Friday, January 3, 2014
Since the 2010/11 marketing year, surplus global sugar production—the difference between total world production and total use—has led to the accumulation of stocks and downward pressure on world sugar prices. The global surplus is forecast to be smaller in 2013/14, as lower world prices in 2012/13 contribute to slightly lower production and greater consumption in 2013/14, however stocks are forecast to remain relatively high. India and China are the main sources of increased stocks, both in tonnage and in terms of percentage change; stock accumulation has also been significant in the European Union and Thailand. With stocks relative to use remaining above average, world sugar prices are forecast to be lower than levels seen in recent years. The U.S. sugar sector has gained significant support from high world prices until this past year and, although U.S. policies will limit domestic impacts, the outlook for lower world prices will have implications for U.S. producers and processors and USDA programs that provide domestic price support. This chart can be found in Sugar and Sweeteners Outlook: December 2013.
Tuesday, July 23, 2013
Brazil accounts for a dominant share of world sugar exports because of rapid expansion of cane sugar production at globally competitive prices.

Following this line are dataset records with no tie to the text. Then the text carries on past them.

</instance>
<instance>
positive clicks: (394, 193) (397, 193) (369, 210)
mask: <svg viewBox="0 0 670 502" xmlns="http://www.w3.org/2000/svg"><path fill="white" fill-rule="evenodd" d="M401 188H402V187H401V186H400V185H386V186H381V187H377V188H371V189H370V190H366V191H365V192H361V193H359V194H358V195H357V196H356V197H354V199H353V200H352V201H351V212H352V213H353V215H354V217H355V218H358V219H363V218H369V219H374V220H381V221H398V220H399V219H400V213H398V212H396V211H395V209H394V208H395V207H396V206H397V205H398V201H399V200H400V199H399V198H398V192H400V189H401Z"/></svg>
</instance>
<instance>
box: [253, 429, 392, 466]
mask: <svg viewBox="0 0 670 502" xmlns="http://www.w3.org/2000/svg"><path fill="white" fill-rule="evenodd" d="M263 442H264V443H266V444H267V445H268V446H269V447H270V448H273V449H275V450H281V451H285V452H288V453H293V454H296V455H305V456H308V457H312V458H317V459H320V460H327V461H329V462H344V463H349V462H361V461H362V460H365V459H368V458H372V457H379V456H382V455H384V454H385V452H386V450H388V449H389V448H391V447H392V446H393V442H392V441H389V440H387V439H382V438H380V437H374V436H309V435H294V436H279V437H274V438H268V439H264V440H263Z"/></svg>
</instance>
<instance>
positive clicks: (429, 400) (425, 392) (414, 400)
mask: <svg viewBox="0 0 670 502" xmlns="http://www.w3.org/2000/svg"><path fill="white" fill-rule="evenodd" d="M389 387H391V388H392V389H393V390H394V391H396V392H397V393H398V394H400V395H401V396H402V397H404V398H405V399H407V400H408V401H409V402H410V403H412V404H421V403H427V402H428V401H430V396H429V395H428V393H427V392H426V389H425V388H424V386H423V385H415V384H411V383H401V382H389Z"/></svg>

Brazil’s share of world sugar exports expanded fairly consistently from about 5 percent in 1989/90 to an average of just under 50 percent since 2009/10. The market share for other major sugar exporters, including Australia, Colombia, Guatemala, South Africa, and Thailand, has shown little tendency to grow or contract over time, and the rise in Brazil’s market dominance has been associated largely with decline in exports by previously large suppliers, particularly the EU and Cuba. Highly competitive costs of production have been a key factor driving the expansion of Brazil’s sugar exports. LMC International reports that production costs in the key Center/South region, which have been increasing, especially in dollar terms, for several years may now be leveling off. The last several years have seen the sugarcane crop aging due to underinvestment in the field. Replant rates have recovered in 2012, but it will take several years to restore a more optimal age profile. Nonetheless, Brazil, especially in the Center/South region, retains cost advantages from large average mill size and long crushing seasons. This chart can be found in Sugar and Sweeteners Outlook: June 2013.